The Enterprise Mission Assurance Support Service (eMASS) is a service-oriented computer application that supports Information Assurance (IA) program management and automates the DoD Information Assurance Certification and Accreditation Process (DIACAP) and Risk Management Framework (RMF) process.
Contents
Overview
eMASS is a service-oriented computer application that supports Information Assurance (IA) program management and automates the DoD Information Assurance Certification and Accreditation Process (DIACAP). The purpose of eMASS is to help the DoD to maintain IA situational awareness, manage risk, and comply with the Federal Information Security Management Act (FISMA). eMASS is owned by the U.S. Department of Defense (i.e., the software is not proprietary). The program is sponsored by the Assistant Secretary of Defense for Networks and Information Integration (ASD(NII)) and is managed by the Defense Information Systems Agency (DISA) Program Executive Office for Mission Assurance and NetOps (PEO-MA).
As the DoD's recommended tool for information system Certification and Accreditation (C&A), eMASS automates the C&A process, manages workflow among user roles, and generates a variety of reports based on user needs (including all reports required by DIACAP and FISMA). The functional capabilities of eMASS have evolved in response to requirements from DoD leadership and operational user feedback.

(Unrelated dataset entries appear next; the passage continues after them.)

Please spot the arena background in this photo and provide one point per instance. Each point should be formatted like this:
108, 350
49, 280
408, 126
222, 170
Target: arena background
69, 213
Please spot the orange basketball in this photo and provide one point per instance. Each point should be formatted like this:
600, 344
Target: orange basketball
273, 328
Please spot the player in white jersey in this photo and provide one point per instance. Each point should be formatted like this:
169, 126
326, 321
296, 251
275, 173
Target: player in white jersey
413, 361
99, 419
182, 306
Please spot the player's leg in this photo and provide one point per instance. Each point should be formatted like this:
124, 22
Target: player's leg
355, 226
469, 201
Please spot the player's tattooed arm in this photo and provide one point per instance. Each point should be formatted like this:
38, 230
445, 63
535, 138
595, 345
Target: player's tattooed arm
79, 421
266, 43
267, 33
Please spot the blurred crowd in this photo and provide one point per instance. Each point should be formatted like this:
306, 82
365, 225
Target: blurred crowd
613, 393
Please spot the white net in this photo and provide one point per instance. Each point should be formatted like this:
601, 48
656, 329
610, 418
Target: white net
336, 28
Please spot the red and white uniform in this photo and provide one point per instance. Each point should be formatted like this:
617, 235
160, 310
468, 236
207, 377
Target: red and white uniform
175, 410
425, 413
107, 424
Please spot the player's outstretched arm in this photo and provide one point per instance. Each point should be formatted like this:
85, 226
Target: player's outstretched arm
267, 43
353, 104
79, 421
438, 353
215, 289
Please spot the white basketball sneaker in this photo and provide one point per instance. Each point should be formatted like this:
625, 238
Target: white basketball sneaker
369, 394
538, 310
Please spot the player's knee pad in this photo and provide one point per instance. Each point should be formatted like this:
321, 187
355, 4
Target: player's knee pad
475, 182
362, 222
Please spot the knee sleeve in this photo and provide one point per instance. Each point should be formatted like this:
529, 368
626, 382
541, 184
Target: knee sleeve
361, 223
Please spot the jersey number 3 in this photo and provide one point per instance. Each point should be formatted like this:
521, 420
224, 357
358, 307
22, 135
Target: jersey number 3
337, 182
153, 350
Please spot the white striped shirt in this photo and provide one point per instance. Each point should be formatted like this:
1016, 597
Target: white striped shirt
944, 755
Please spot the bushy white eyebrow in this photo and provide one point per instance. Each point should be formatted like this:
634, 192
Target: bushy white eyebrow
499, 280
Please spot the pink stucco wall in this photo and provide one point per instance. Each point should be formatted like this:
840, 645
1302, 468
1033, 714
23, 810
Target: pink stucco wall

eMASS is designed to work in concert with the DIACAP Knowledge Service, and empowers the DoD IA workforce in support of the DoD 8500-series Information Assurance policy framework and implementation guidance. eMASS establishes strict process control mechanisms for obtaining authorization to connect to the DoD's Global Information Grid (GIG) networks, which helps to reduce the risk of cyber attacks and to accomplish the goals of DIACAP.
As of late 2015, eMASS is transitioning and/or adding capability to support the DoD's new IA process, the Risk Management Framework (RMF).
In the event that DoD IA policy and/or required IA controls are updated, eMASS will be updated to support the implementation of DoD's IA program management requirements (e.g., the application will support the transition from IA controls in DoD Instruction 8500.2 to the controls in NIST Special Publication 800-53, revision 3).
eMASS as a Cloud Service
eMASS also provides C&A capabilities in the DoD’s cloud computing environment, the Rapid Access Computing Environment (RACE). According to DISA government officials, offering eMASS as a cloud service will help to significantly reduce the time required to certify and accredit DoD information systems.